I’m going to finish with a little tidbit about autism because of the recent win and what it has revealed about the link between vaccines and autism. When forced to produce the evidence that vaccines have been exonerated from being a cause of autism, the government produced 20 studies total. Most of them look at MMR and thimerosal (no longer in most vaccines other than the TDaP and multidose flu shots). There is one antigen study which is irrelevant to the question of whether we’ve studied all vaccines for their possible relationship with autism as antigens are just one component of a vaccine and in the study, both groups received vaccines. Not to mention, most of us aren’t worried about antigens. It’s the other ingredients we have a problem with. 2 studies that were not a part of this list were this study showing a 3-fold increased risk for autism from the hepatitis b vaccine given on day one of life, and this study discovering an increased risk (1.2) of autism diagnosis if the mother received a flu shot in her first trimester of pregnancy. The one study that mentions the DTaP vaccine states, “insufficient evidence to support or deny an association between diphtheria, tetanus, and pertussis containing vaccines and ASD.”
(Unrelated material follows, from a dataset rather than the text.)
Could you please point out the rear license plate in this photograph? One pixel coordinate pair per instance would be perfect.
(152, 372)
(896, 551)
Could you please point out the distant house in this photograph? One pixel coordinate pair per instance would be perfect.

So to sum up, the DTaP has never been studied for its relationship with autism, the studies we have on hepatitis B and the flu shot are more incriminating than exonerating, and that leaves us with questions (and no scientific answers) on rotavirus, polio, HIB, and pneumococcal vaccines, all of which are given before 6 months of life and could very easily play a role in autism, especially those that contain aluminum (spoiler alert, all of them do except for rotavirus).
In conclusion, the dangers of injected aluminum are extremely well documented with seemingly more studies coming out by the week. So far, these studies are mostly ignored, and the world continues on, vaccinating over and over for they know not what. The main point of this post is that one can no longer make the statement that aluminum in vaccines has been proven safe. The one study relied upon to make this statement does not apply to vaccines as most vaccines are not ingested. And even if it did, there is so much science showing the exact opposite now available that it calls into question anyone who makes this statement as either ignorant of the science or willfully dishonest.
The science is there. Read it and decide accordingly.